Les résultats, qui ont été publiés en ligne dans la revue Proceedings of the National Academy of Sciences, peuvent contribuer à développer de nouveaux traitements pour le syndrome de stress post-traumatique (SSPT). Les patients atteints de SSPT restent sous l'influence souvenirs anxiogènes récurrents qui leur causent une souffrance constante car ils sont incapables de les oublier.

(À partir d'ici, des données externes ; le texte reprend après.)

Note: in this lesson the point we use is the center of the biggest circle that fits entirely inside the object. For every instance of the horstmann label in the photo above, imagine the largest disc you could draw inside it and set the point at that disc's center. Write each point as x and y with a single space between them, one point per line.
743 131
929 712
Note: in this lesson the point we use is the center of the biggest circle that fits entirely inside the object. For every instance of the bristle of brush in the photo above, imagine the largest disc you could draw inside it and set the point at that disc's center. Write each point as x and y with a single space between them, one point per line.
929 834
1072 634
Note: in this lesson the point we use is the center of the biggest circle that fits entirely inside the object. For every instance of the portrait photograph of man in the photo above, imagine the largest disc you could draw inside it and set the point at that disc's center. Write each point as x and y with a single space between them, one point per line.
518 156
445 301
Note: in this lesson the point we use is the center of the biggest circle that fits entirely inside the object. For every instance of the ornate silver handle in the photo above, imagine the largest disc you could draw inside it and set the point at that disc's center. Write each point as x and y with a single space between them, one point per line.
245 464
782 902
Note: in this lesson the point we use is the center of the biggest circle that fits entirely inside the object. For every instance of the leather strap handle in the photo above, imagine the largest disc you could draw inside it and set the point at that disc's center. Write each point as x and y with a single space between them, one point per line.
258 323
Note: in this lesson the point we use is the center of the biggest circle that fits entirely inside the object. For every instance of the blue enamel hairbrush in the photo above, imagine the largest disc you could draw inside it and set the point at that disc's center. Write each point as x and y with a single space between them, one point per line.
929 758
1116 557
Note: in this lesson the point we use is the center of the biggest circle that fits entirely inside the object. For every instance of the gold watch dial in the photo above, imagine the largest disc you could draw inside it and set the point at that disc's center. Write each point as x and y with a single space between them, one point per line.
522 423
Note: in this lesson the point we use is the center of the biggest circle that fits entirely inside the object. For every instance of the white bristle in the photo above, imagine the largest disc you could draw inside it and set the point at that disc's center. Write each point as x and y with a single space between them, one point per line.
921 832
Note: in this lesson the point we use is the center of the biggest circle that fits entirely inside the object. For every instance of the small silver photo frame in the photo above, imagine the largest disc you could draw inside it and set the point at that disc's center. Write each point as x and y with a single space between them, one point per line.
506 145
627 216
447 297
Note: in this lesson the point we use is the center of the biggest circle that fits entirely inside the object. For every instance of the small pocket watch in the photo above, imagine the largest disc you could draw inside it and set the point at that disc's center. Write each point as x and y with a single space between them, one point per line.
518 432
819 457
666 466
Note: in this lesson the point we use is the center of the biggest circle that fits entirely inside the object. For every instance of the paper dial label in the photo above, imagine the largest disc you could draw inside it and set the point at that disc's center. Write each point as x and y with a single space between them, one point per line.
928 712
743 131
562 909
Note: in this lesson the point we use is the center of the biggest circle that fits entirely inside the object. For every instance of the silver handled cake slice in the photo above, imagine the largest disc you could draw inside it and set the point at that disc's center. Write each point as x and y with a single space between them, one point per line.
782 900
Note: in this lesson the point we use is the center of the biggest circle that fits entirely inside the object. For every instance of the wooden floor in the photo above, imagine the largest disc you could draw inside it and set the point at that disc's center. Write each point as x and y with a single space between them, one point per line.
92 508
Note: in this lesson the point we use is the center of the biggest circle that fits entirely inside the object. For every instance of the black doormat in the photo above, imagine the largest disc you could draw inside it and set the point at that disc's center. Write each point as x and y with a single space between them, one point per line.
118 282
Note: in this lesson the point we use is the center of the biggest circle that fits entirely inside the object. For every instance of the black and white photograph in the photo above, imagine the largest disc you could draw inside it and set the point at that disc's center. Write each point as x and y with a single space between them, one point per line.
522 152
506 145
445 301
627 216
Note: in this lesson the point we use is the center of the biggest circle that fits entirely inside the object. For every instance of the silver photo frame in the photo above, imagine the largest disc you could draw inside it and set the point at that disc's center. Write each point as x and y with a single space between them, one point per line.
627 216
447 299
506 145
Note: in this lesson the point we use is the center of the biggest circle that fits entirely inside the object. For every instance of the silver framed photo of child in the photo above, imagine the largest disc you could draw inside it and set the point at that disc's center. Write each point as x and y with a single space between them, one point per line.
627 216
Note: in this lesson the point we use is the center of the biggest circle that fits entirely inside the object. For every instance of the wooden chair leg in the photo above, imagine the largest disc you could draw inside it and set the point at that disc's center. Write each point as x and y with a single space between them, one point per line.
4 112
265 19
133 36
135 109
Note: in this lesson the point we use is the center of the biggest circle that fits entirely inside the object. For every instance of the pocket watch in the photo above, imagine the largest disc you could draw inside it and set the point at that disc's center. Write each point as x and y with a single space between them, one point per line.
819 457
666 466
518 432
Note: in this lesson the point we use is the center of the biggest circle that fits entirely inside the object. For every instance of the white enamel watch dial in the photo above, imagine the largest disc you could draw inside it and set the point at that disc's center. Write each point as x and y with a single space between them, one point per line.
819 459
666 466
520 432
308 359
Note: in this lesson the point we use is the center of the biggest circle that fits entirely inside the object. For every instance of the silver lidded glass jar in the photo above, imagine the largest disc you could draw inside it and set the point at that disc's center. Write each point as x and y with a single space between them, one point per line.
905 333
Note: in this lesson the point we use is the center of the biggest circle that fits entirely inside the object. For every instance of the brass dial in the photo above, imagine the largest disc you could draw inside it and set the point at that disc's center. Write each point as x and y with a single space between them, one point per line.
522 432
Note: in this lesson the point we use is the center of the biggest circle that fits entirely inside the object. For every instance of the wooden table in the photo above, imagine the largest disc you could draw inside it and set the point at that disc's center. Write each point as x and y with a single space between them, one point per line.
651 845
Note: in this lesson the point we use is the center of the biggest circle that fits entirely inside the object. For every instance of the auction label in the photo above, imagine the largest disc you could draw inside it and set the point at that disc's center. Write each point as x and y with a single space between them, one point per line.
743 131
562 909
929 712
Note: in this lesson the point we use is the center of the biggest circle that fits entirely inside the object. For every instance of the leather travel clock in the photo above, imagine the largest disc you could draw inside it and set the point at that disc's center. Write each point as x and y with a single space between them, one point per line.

Afin d'étudier le rôle de la sérotonine dans le cerveau adulte, les chercheurs ont développé une méthode génétique qui permet d'ôter les neurones producteurs de sérotonine du cerveau de la souris, en laissant intacts tous les autres types de neurones, parmi lesquels beaucoup sont des récepteurs de sérotonine. Ils ont alors comparé le comportement de ces souris auxquelles la sérotonine a été ôtée, à une population de souris témoin dans une série d'expériences les obligeant à répondre à des situations anxiogènes.

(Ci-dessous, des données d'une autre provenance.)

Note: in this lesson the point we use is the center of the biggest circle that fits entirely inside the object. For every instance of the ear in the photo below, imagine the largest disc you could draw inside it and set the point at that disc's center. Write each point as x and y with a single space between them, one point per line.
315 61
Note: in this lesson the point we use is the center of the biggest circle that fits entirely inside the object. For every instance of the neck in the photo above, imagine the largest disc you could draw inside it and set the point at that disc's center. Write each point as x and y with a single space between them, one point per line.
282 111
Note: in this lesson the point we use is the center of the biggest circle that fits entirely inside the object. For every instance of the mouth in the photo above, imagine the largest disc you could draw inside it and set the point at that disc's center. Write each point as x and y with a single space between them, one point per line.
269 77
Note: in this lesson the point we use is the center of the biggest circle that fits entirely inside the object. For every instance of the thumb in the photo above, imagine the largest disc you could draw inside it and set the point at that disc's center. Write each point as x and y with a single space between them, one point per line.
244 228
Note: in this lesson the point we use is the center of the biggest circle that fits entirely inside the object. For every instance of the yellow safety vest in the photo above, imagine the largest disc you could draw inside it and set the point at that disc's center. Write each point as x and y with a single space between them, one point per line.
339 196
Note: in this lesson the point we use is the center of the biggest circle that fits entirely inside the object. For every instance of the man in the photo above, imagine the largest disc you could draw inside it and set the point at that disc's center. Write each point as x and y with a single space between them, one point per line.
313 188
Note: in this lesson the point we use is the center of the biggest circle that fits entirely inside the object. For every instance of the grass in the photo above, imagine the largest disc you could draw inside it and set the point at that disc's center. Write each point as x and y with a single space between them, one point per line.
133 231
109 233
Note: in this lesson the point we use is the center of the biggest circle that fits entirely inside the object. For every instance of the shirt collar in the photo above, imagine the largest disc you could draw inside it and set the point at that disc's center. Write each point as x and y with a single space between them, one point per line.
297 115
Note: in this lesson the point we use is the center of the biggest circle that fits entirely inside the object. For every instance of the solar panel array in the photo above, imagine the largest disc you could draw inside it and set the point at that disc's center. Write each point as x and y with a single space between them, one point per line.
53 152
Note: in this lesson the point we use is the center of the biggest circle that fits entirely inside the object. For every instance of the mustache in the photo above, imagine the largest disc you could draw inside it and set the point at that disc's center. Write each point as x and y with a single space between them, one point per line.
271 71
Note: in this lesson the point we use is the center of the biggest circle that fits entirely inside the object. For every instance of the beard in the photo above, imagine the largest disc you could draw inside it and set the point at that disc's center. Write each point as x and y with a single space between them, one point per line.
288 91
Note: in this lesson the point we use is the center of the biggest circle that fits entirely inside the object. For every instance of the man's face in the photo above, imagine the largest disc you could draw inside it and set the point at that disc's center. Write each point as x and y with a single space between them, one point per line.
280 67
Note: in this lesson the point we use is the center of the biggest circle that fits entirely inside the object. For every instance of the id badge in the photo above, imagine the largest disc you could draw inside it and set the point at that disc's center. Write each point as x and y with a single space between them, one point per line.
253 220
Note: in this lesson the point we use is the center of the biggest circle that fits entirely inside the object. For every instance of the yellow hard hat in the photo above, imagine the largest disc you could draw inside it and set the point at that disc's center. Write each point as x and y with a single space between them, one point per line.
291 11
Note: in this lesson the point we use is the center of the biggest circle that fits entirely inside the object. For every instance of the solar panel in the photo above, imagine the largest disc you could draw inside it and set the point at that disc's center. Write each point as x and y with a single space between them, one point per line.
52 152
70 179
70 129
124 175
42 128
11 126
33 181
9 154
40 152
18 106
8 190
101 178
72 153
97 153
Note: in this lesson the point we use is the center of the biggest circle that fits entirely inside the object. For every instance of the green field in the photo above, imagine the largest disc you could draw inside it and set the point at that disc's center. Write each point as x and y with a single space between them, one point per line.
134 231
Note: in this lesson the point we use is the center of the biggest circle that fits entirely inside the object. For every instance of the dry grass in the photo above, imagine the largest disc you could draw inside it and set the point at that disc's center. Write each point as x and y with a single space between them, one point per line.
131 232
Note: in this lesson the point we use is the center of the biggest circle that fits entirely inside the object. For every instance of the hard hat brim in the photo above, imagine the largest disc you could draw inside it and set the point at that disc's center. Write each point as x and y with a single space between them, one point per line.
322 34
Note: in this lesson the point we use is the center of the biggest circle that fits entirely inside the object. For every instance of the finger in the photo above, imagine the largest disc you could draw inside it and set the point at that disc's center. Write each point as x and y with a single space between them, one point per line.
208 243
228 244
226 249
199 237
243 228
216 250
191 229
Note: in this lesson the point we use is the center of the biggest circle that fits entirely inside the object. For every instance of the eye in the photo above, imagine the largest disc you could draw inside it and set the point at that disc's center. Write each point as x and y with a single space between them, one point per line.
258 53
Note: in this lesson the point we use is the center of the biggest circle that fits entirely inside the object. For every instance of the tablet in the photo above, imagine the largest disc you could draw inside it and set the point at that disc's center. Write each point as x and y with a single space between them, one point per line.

Les scientifiques ont alors montré que les souris dépourvues de sérotonines étaient plus insouciantes que les autres dans une portion ouverte d'un labyrinthe ouvert (Elevated Plus Maze, voir pour en savoir plus), un parcours particulièrement anxiogène pour les rongeurs, qui craignent naturellement les espaces ouverts. Ce comportement suggère que ces souris seraient moins naturellement moins anxieuses que les autres. Cependant, dans l'expérience où certaines parties du labyrinthe ouvert envoyaient des chocs électriques dans les pattes des animaux, il se trouve que les souris dépourvues de sérotonines conservent des souvenirs déplaisants persistants, alors que les souris témoins sont capables de les oublier. Ce comportement inhabituel peut être corrigé en leur injectant de la sérotonine dans le cerveau, ce qui montre que c'est un comportement spécifique dû à la perte de ce neurotransmetteur.
Ce travail est issu d'une collaboration entre le Dr. XU Lin de l'institut de Zoologie de la CAS de Kunming, et des laboratoires du Dr. XU Tianle et du Dr. DING Yuqiang de l'institut des neurosciences de la CAS.